The improvement in economic development that will result from this will in a way enhance security on its own. This is because increased trade will enable businesses to flourish in the region which will provide numerous employment opportunities in the region. The more the youth is employed the less are the chances of its moving towards crime and illegal activities. Hence, more interaction between the community members across the border will enhance both security and prosperity in the region.

  • Initiatives such as Kaladan Multi-Modal Transit Transport Project and India–Myanmar–Thailand Trilateral Highway are a great step in this direction and many more such projects need to be started.
  • Air connectivity between these two countries also needs to be enhanced.
  • Flights between Imphal and Mandalay are available but their frequency is not enough and it definitely needs to be improved by introducing daily flights.

So, as is evident from various facts such as lifestyle, culture, eating habits, clothes, handicrafts and even physical features and ethnic identity- people living in India’s north eastern states and Myanmar in fact one community. The Ahoms of Assam and the Shan people of Myanmar are a part of the Tai ethnic group of South East Asia with a common lineage. It is estimated that there are about 4.5 million Tai Man and Shan people in Myanmar and about 4 Million Tai Ahoms in Assam. Similarly many other communities in the North east like the Mizos, Kukis Singpos, Nagas etc. either trace their ancestry from Myanmar or have alarge number of their ethnic brothers and cousins living in Myanmar. Therefore, this region can said to be Indo-Malayan Realm as besides cultural and anthropological similarities this region also shares topological similarities.

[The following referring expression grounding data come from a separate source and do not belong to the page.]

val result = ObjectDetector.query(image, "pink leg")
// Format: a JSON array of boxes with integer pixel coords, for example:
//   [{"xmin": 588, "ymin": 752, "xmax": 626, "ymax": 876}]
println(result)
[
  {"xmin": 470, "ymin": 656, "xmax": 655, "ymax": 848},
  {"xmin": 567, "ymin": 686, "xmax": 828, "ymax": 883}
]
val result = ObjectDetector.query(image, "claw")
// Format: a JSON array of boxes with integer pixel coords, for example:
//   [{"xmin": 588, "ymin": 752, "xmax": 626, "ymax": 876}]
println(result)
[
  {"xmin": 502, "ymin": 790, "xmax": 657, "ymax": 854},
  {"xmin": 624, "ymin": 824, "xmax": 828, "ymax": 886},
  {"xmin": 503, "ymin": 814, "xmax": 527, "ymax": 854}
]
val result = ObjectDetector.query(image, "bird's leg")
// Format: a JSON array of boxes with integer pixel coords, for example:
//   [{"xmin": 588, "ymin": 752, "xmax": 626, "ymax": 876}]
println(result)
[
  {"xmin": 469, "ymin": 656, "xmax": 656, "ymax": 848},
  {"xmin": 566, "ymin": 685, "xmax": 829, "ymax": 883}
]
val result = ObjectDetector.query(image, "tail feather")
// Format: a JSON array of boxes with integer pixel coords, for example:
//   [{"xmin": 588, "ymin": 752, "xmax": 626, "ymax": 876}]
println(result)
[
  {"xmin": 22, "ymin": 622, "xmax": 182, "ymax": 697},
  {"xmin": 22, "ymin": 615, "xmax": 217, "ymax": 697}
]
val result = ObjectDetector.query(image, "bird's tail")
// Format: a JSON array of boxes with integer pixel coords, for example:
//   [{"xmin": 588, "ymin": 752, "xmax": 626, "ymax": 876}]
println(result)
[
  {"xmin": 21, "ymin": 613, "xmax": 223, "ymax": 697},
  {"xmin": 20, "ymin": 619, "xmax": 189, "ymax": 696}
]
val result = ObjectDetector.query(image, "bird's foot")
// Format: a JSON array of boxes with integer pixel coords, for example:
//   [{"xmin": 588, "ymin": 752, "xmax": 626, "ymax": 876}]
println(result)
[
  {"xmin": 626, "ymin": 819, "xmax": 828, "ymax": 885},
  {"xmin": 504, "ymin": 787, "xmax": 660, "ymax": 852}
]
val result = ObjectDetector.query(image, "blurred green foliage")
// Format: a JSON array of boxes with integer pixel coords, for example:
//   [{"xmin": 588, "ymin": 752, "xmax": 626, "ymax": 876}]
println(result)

The connectivity between people across borders which was there earlier but was lost as India went towards democracy and Myanmar took the Army route needs to be re-established.   Increasing connectivity in this region is the need of the hour and it will lead to increased tourism

which can act as a great way of bringing the people closer together and its potential should be fully harnessed. Besides that the tourism sector focusing upon cultural, medical, educational, and environmental tourism should be developed and encouraged. India being the bigger of the two countries also needs to take more active part in the economic development of Myanmar. India still ranks low in investment in Myanmar. According to the Directorate of Investment and Company Administration, at the end of April 2016, combined investment since 1988 at around US $ 733 billion were only 1.15 per cent of total foreign direct investment that Myanmar has received from over 40 countries.

The following steps can be taken to improve this situation:

  • Government investment alone is not going to enough. Therefore, private investments need to be encouraged and supported by the Government.
  • 25-25-50 model can be utilized to increase investment in the region. In this model 25 percent cost of the project will be borne by Myanmar Government, 25 percent will be given by Indian Government and the remaining 50 percent will come from private investors (half of this by Indian private investors and the other half by their counterparts from Myanmar)
  • India’s North eastern states and Myanmar should be considered as core community.
  • The borders between India and should be guarded by security but the region should be considered borderless for increased prosperity.
  • Cross border movement should be encouraged and we should aim at establishing a free trade zone.